Milano, 31 luglio 2026 – Se si ha una disabilità non bastano tre telefonate ad altrettanti radiotaxi per riuscire a prenotare un taxi con uno o due giorni di anticipo. Se invece non si ha alcuna disabilità bastano 67 secondi cronometrati per avere un taxi sotto casa nel giorno e nell’ora desiderata. Tu chiamale, se vuoi, discriminazioni.

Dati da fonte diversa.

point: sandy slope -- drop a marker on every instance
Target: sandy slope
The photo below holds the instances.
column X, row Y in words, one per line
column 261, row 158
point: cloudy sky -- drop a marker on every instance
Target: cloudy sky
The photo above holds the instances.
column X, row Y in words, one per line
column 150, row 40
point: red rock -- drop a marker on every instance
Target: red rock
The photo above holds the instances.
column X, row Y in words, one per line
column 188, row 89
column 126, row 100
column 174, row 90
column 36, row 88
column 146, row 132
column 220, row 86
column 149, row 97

“Sono queste barriere, questi muri, a rendere difficile la quotidianità di una persona con disabilità, a mandarla in burn-out – sottolinea Lisa Noja, consigliera regionale di Italia Viva –. Prenotare un taxi, prenotare un posto al cinema, acquistare un biglietto per un concerto: tutto complicato, tutto impossibile. Eppure basterebbe poco, basterebbe rivedere una norma o l’organizzazione di questo o di quel servizio, non occorre spendere chissà quanti soldi”.
Il primo atto
Proprio a Noja è accaduto di non riuscire a prenotare un taxi. Una videodenuncia, la sua, anzi un racconto in tre atti – tanti quanti i radiotaxi contattati – che si può vedere e ascoltare sui suoi canali social. La richiesta è semplice: poter avere un’auto pubblica attrezzata per il trasporto di persone con disabilità in carrozzina elettrica, a motore, per raggiungere l’aeroporto al mattino presto.